(Para JA.
M. A.)
Las cosas, cualquier cosa, todas
las cosas, se pueden hacer de un modo u otro: bien o mal o regular o por encima
o para cumplir con el expediente… Y también se pueden hacer a conciencia, de
modo óptimo, poniendo la carne en el asador, ahondando en el asunto para no
quedarnos en la superficie.
En
ocasiones, hacer algo del mejor modo supone una diferencia de un puñado de
minutos respecto de no hacerlas o hacerlas por encima, como quien cumple el
trámite de secarse las manos tras habérselas lavado. Incluso quizá sea
posible más veces de las que sospecho; sin embargo, prefiero pensar o creer o
forjarme argumentos irrebatibles que me demuestren a mí mismo que no puedo
hacer nada más de lo que hago, que tal asunto está fuera de mis posibilidades.
Ha llegado
esta mañana con la amabilidad pintada en el rostro sonriente, pero en cuanto ha
abierto la boca para contarnos su problema, se notaba la tensión, cierto nerviosismo,
la dificultad para explicarse, no porque haya algún impedimento físico, sino
porque el asunto que traía es lastre de proporciones poco soportables. Pongamos
que me refiero a un hombre de unos cincuenta y pocos años, más o menos de mi
edad, espigado, enteco, mirada clara, cabellos neblinosos, dos años de paro a
cuestas, el aspecto de vivir su situación como quien lleva un pesadísimo fardo
relleno de culpa, sensación de impotencia, desesperación y algo parecido a la depresión.

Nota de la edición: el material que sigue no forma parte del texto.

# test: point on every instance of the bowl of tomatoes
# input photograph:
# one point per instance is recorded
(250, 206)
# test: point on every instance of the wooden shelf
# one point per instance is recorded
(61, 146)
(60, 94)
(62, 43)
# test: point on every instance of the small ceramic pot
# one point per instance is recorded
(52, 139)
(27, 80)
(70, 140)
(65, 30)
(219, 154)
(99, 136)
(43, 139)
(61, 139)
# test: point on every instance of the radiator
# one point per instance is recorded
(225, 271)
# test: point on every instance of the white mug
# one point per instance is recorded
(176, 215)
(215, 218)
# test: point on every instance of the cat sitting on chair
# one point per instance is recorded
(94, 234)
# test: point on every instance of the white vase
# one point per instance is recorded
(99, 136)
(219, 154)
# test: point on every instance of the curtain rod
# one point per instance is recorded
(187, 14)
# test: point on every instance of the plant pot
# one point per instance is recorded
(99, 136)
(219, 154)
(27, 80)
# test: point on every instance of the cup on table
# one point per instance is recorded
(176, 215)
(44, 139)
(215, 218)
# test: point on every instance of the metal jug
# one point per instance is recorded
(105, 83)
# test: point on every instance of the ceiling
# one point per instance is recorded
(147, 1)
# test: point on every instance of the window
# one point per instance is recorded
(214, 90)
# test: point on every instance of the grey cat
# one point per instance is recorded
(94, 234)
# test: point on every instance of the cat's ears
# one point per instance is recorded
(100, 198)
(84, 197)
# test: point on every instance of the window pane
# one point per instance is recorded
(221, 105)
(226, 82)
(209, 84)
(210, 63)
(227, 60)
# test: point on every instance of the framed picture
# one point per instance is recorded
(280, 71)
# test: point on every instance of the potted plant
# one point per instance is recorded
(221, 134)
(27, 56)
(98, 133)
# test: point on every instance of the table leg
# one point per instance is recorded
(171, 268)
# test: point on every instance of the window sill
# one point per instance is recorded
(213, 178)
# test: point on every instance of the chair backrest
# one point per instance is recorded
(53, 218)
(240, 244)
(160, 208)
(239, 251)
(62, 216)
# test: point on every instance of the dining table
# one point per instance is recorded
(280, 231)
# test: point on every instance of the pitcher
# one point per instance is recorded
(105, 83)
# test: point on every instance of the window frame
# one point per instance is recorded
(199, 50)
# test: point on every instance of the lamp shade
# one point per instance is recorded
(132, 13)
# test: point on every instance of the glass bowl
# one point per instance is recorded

¿Quién no lo viviría de ese modo?
Por suerte
para él, JA ha cargado con el peso de la conversación. Si hubiera sido yo,
quizá me hubiera conformado con explicarle cortés y afablemente que el asunto
que se trae entre manos no corresponde a nuestro quehacer y queda muy lejos de
nuestro cometido, incluso —para que no se hubiera ido de vacío y para
justificar mi conciencia— le hubiera indicado a quién podría dirigirse. No sé
si hubiera ido más allá. Y lo peor de todo es que habría estado seguro de haberlo
hecho bien, de haber encarrilado su afán en la dirección adecuada. La buena
obra del día, habría llegado a pensar.
Mas JA,
con el tranco veloz y hondo que procura la empatía, ha intuido a toda velocidad que se
podía actuar mejor, que se podían dar unos pasos más, unos pocos más, de
acuerdo, pero tan decisivos, tan determinantes. En fin, ha preferido no conformarse
con encarrilar, ha intentado (y conseguido) ubicar a nuestro visitante en la dársena
donde debía tomar el vehículo que le llevase a su destino.
¿Hubiera
llegado él sin la ayuda de JA a ese mismo punto? Probablemente. Sin embargo
hubiera tenido que invertir unas energías (no sólo físicas) que acaso le hayan
sido necesarias para poder encauzar el torrente de adrenalina que lo ha
recorrido un par de horas más tarde, o algo menos, cuando ha regresado y JA, de
nuevo JA, ha rematado la tarea, poniéndole lazo y cascabeles a su
intermediación.
Estamos
hablando, quizá, de pan para hoy y hambre para mañana… O quizá no, quién sabe. A
lo mejor hablamos de que ha empezado a alumbrar el sol en una existencia que
durante demasiados días, semanas, meses… ha sido noche cerrada y gélida, turbia
y desoladora.
Es verdad,
como argumentaba JA cuando he comentado que ha hecho algo impagable, que no le
ha costado nada, que si estaba en su mano (y estaba) por qué no hacerlo.
Sí, es
verdad.
Sin
embargo, uno puede hacer bien su tarea limitándose a cumplir el expediente; o puede
hacerla mejor descubriendo que tras un problema palpita una persona dentro de
la que bulle vida con alegrías, sueños, pasiones…, pero también con sufrimientos,
preocupaciones, angustias…
Se suele
optar por lo primero, nada más, aunque se haga sin mala voluntad, sólo por
costumbre, por comodidad, sólo porque la mirada está demasiado pendiente de contemplar
el propio ombligo. Lo otro, únicamente está al alcance de un puñado de personas.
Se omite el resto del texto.